On Thu, 2023-01-26 at 11:50 -0800, Andrii Nakryiko wrote:
> On Tue, Jan 24, 2023 at 2:04 PM Eduard Zingerman <eddyz87@xxxxxxxxx> wrote:
> > 
> > This is a followup for [1], adds an overview for the register liveness
> > tracking, covers the following points:
> > - why register liveness tracking is useful;
> > - how register parentage chains are constructed;
> > - how liveness marks are applied using the parentage chains.
> > 
> > [1] https://lore.kernel.org/bpf/CAADnVQKs2i1iuZ5SUGuJtxWVfGYR9kDgYKhq3rNV+kBLQCu7rA@xxxxxxxxxxxxxx/
> > 
> > Signed-off-by: Eduard Zingerman <eddyz87@xxxxxxxxx>
> > ---
> >  Documentation/bpf/verifier.rst | 237 +++++++++++++++++++++++++++++++++
> >  1 file changed, 237 insertions(+)
> > 
> > diff --git a/Documentation/bpf/verifier.rst b/Documentation/bpf/verifier.rst
> > index d4326caf01f9..77578ed5a277 100644
> > --- a/Documentation/bpf/verifier.rst
> > +++ b/Documentation/bpf/verifier.rst
> > @@ -316,6 +316,243 @@ Pruning considers not only the registers but also the stack (and any spilled
> >  registers it may hold).  They must all be safe for the branch to be pruned.

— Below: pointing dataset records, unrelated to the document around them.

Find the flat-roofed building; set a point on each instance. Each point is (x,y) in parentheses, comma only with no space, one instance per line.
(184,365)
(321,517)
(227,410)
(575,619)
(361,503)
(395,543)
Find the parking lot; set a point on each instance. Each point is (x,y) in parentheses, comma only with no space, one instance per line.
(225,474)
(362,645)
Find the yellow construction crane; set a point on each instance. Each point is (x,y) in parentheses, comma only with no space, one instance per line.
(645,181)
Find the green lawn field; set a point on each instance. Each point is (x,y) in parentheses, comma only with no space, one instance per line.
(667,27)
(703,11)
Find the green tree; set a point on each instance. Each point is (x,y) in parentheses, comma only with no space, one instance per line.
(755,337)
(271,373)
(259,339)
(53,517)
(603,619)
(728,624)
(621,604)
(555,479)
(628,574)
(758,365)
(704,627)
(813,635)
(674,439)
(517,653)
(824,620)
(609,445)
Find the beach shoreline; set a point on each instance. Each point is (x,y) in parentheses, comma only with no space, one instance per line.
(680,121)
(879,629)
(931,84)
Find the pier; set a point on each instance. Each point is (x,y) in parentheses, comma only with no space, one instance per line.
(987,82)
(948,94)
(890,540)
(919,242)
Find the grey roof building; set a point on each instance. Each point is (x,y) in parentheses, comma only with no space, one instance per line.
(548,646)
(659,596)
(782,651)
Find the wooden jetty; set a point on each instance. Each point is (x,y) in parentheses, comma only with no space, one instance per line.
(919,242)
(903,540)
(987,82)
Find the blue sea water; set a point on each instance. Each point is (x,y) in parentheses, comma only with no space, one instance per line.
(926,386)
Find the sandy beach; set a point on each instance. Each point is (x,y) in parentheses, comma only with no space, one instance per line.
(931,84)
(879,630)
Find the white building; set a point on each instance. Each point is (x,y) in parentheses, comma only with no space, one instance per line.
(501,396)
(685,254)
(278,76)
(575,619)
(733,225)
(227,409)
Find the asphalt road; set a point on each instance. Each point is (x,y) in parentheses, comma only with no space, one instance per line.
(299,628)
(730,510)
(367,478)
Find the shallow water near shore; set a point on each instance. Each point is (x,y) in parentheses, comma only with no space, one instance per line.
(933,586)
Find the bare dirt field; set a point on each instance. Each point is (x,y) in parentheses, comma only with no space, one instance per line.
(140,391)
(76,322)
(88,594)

> >  This is implemented in states_equal().
> > 
> > +Some technical details about state pruning implementation could be found below.
> > +
> > +Register liveness tracking
> > +--------------------------
> > +
> > +In order to make state pruning effective liveness state is tracked for each
> > +register and stack spill slot. The basic idea is to identify which registers or
> 
> not just spill slot, right? Any stack slot (including scalars)

Yes, I'll update the wording to be "stack slot".

> 
> > +stack slots were used by children of the state to reach the program exit.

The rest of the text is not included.